After collecting data, if we don't have any labels for the stimuli, we use an unsupervised/clustering approach, otherwise a supervised approach to identify the characteristics that trigger a behavior.
\subsection{Neuronal Event Codes}
\subsubsection{Time-to-first Spike Codes}
\begin{itemize}[noitemsep,nolistsep]
\item High rate implies fast firing.
\item Can implement competition among different input cells.

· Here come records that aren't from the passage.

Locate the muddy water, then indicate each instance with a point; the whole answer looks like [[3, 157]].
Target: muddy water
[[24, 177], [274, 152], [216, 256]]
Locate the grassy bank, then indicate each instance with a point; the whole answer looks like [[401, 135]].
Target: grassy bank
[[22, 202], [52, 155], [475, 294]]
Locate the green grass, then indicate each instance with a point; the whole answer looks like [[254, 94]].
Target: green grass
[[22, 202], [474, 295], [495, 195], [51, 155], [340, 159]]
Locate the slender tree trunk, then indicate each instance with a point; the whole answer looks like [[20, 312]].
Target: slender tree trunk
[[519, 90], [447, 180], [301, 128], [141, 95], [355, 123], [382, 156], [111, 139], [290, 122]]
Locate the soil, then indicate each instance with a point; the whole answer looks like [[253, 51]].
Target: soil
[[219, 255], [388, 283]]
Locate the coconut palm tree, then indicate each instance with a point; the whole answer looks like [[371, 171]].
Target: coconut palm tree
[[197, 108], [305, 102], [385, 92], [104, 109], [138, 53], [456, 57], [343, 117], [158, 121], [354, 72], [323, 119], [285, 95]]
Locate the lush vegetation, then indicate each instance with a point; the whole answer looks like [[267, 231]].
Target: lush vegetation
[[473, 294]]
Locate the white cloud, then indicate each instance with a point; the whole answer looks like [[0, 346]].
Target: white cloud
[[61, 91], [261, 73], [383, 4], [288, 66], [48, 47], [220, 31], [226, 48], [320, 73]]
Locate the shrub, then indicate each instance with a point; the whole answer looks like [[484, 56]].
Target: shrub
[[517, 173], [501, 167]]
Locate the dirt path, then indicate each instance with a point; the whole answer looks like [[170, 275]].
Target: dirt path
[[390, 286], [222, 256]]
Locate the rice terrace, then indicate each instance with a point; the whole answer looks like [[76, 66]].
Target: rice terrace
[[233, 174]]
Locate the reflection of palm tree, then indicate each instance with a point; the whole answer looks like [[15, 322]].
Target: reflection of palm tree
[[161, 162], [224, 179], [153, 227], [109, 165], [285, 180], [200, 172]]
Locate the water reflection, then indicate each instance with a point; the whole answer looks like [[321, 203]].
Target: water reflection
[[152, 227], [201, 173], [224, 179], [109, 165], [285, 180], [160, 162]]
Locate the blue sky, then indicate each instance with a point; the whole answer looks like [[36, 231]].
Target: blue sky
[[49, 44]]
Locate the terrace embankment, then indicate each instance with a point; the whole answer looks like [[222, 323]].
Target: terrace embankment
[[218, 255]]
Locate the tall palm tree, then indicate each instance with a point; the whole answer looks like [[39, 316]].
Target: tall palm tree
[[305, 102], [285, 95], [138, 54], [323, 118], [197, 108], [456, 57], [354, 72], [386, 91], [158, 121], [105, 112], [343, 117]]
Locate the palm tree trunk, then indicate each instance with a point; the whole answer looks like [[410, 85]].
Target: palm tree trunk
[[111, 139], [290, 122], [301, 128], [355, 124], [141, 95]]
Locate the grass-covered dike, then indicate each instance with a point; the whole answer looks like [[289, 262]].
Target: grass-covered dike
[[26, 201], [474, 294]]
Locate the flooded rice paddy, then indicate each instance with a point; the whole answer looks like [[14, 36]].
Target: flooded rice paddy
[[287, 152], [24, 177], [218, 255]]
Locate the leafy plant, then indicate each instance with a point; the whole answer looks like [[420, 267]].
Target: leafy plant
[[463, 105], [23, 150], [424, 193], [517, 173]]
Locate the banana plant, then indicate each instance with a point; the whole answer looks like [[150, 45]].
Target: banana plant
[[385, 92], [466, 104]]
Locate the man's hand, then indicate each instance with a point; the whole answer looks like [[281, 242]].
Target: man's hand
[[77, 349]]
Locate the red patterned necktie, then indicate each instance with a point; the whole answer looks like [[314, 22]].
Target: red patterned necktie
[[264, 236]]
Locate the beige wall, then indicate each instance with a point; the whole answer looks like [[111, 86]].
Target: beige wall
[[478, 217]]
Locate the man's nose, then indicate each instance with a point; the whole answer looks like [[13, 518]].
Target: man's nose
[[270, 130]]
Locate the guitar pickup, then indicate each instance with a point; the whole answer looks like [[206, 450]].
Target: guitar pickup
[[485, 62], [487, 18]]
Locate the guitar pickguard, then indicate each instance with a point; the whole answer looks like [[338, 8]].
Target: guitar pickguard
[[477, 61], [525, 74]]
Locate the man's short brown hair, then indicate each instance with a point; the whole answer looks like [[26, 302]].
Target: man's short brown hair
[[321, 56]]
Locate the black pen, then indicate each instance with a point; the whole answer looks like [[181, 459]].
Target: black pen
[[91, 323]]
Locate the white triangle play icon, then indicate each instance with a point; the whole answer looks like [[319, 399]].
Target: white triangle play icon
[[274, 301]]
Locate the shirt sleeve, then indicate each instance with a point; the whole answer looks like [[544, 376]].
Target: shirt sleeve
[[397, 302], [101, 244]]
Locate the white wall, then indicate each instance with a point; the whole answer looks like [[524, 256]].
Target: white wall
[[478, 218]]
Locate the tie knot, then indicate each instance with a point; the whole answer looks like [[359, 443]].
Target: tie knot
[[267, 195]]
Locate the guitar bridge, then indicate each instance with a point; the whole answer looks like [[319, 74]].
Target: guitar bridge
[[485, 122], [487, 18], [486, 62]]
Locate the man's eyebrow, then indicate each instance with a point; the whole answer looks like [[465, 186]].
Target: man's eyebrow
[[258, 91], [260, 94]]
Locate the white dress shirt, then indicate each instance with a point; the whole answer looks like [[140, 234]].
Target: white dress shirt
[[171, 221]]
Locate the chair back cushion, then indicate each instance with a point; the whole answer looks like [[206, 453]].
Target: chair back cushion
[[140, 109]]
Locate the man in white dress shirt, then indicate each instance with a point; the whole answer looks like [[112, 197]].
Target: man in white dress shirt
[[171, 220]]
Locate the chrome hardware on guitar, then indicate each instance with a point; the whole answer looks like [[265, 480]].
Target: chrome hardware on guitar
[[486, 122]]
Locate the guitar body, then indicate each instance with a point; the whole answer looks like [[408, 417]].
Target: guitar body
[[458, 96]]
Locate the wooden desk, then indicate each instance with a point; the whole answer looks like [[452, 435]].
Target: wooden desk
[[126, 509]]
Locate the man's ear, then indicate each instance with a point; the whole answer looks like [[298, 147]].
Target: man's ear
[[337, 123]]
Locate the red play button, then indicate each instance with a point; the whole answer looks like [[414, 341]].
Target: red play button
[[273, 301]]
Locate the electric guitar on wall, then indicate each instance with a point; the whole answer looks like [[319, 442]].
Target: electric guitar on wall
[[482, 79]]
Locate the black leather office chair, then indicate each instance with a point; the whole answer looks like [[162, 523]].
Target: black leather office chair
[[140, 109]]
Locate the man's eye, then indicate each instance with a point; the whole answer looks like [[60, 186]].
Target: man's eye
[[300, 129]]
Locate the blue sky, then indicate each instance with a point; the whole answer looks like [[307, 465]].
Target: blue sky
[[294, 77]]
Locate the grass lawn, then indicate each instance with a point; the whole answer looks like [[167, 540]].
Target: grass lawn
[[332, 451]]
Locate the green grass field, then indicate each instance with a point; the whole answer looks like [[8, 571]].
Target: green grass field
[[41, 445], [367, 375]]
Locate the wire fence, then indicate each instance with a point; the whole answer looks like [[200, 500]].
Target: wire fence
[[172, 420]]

\item Can be extended to rank-order codes (firing sequence of different neurons).
\item Is very fast and efficient, has evidence in auditory, visual and somatosensory systems.
\item Susceptible to noise, requires a reference signal.
\end{itemize}
\subsubsection{Burst- and Temporal Codes}
\begin{itemize}[noitemsep,nolistsep]
\item Bush-cricket auditory neurons in natural environment.
\item Preserve very high coding precision in extreme noise.
\end{itemize}
\begin{figure}[H]
\centering
\includegraphics[width=0.6\textwidth]{burst-code.png}
\end{figure}
\subsubsection{Oscillations and Phase Coding}
\begin{itemize}[noitemsep,nolistsep]
\item Phase: The neurons fire at different phases with respect to the background oscillation.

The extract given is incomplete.